U mag drie keer raden waar deze heren het tijdens familiefeestjes zoal over hebben. Of hádden, want Andy Johns stierf eergisteren aan de gevolgen van zijn overmatige alcoholconsumptie. “Wellicht zit hij in de hemel nú al biertjes te hijsen met John Bonham”, monkelde Ethan, die zijn volledige optreden opdroeg aan zijn “hilariously funny uncle”.

Wat weinigen wisten is dat Ethan Johns de jongste twintig jaar, tussen zijn productie-opdrachten door, ook zelf liedjes schreef. Geen idee waarom hij er pas nu mee naar buiten komt, maar de titel van zijn in februari verschenen debuut-cd ‘If Not Now Then When?’ lijkt ons een aanvaardbare uitleg. Het is een prima plaat vol organische, gevarieerde en zeer Amerikaans klinkende rootsmuziek waarop de man zo goed als alles zelf doet, al zijn er bescheiden gastrolletjes weggelegd voor Ryan Adams en Laura Marling.

Behendig op de snaren

Ook in Brussel koos Ethan Johns, vanaf opener ‘Hello Sunshine’, resoluut voor een sobere, intimistische aanpak die vooral zijn songs liet spreken. De artiest bleek in het bezit van een karakterstem die beurtelings herinnerde aan Jakob Dylan, Bill Callahan en Tom Petty in een bezonken bui. De meeste van zijn verhalende, folknummers speelde hij op een akoestische gitaar en daarbij etaleerde hij niet alleen zijn behendigheid als fingerpicker, maar bediende hij zich ook vlotjes van de meest uiteenlopende tunings. De enkele keren waarop hij elektrisch ging, deed hij dat, met behulp van een bottleneck, in het even sinistere als grofkorrelige ‘Morning Blues’ en het nieuwe ‘Black Heart’. Een enkele keer, in het kwetsbare ‘Eden’, begeleidde Johns zichzelf op piano.

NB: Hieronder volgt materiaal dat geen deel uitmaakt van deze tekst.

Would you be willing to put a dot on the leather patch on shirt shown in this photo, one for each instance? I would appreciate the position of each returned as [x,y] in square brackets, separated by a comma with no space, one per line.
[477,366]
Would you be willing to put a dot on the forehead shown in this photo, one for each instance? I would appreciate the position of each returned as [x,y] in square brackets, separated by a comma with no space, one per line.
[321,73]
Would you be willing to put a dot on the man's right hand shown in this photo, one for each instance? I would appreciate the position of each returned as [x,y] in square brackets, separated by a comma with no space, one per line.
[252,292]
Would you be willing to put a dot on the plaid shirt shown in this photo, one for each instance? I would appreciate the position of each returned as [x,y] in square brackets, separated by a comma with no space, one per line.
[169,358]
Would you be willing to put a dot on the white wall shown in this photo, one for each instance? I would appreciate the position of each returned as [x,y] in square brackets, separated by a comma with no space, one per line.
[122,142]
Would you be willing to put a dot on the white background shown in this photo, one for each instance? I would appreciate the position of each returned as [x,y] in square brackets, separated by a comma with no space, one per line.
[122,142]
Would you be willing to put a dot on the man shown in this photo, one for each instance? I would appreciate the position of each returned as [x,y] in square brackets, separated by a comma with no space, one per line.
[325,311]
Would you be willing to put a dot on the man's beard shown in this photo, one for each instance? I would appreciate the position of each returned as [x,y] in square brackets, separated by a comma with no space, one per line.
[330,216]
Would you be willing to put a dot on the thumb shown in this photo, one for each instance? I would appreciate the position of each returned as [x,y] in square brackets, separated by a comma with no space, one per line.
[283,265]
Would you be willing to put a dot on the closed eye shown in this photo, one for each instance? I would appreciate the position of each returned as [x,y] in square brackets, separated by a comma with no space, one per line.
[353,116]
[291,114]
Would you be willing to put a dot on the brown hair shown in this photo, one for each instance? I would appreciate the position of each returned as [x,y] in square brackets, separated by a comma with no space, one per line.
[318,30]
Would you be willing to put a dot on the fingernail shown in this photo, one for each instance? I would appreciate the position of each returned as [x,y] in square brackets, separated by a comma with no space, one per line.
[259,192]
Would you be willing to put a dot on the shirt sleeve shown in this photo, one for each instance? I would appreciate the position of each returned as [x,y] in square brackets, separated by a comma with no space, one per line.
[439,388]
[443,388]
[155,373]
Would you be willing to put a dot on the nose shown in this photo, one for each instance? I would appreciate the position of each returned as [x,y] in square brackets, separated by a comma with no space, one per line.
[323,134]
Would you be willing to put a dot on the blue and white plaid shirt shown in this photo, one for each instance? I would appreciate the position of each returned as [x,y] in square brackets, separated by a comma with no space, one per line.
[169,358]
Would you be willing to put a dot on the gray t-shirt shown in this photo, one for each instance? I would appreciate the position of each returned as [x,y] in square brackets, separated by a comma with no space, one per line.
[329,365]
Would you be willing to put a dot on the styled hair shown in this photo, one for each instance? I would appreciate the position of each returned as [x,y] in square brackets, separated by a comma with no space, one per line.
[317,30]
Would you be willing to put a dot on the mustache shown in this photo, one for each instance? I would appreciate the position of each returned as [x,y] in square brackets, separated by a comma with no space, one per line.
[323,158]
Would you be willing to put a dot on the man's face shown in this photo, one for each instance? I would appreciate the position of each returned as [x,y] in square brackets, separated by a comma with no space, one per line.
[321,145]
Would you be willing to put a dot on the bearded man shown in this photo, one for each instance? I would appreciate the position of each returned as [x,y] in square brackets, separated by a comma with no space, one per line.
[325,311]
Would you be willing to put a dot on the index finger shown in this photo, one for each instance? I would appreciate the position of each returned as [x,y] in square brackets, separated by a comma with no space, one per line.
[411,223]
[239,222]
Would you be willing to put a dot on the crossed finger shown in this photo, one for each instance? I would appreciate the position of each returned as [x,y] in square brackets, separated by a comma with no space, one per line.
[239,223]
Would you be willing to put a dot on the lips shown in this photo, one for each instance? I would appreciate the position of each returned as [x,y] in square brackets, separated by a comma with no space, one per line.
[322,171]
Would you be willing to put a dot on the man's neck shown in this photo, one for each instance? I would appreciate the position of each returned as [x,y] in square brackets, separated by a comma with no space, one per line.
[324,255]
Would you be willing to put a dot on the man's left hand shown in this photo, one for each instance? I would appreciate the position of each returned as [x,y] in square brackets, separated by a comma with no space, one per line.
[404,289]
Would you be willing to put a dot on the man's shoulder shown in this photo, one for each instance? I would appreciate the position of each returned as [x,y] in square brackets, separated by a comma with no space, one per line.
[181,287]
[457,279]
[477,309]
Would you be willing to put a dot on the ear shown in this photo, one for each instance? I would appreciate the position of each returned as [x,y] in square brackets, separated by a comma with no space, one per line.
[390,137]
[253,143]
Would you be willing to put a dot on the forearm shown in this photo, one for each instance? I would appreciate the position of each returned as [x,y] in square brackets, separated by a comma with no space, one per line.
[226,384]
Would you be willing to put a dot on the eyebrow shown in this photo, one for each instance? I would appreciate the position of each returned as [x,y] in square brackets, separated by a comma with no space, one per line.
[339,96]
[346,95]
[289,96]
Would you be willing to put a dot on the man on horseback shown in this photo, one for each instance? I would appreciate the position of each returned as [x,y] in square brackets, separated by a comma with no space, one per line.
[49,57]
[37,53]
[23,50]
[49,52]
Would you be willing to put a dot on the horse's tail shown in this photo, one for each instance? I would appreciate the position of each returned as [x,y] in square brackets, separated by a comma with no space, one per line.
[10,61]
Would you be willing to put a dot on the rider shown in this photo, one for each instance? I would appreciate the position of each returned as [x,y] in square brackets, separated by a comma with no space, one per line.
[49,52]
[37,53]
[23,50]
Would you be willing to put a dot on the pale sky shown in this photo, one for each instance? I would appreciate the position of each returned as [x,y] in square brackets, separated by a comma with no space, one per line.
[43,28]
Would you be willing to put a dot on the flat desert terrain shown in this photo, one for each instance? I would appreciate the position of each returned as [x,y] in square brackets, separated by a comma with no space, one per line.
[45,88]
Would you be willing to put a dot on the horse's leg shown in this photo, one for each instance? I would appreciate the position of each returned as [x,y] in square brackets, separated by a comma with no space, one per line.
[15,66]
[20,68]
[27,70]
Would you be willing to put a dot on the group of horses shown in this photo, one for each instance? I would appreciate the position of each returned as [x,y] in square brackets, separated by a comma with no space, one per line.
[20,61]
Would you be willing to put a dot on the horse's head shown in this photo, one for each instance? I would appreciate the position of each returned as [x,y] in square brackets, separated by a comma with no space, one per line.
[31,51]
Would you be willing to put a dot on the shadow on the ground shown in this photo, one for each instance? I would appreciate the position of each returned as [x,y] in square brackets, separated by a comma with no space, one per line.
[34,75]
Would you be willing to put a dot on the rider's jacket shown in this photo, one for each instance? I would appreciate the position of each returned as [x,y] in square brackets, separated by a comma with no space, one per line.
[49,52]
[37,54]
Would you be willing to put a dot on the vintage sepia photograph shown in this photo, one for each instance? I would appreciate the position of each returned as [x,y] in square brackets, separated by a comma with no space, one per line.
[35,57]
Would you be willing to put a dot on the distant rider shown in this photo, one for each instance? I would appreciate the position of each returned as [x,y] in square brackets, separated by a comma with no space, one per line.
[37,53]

Soms probeerde de zanger zijn sound enigszins te pimpen met een drummachine en voegde hij via pedaaltjes een kooreffect, een drone of wat ambient geluiden toe. Dat er daarbij technisch al eens iets mis ging, leek hem niet te deren. Op andere momenten vroeg Ethan Johns het publiek zich voor te stellen dat het een harmonica of een fiddle hoorde, maar zelfs zonder de versieringen van de studioversies bleven zijn introverte liedjes moeiteloos overeind.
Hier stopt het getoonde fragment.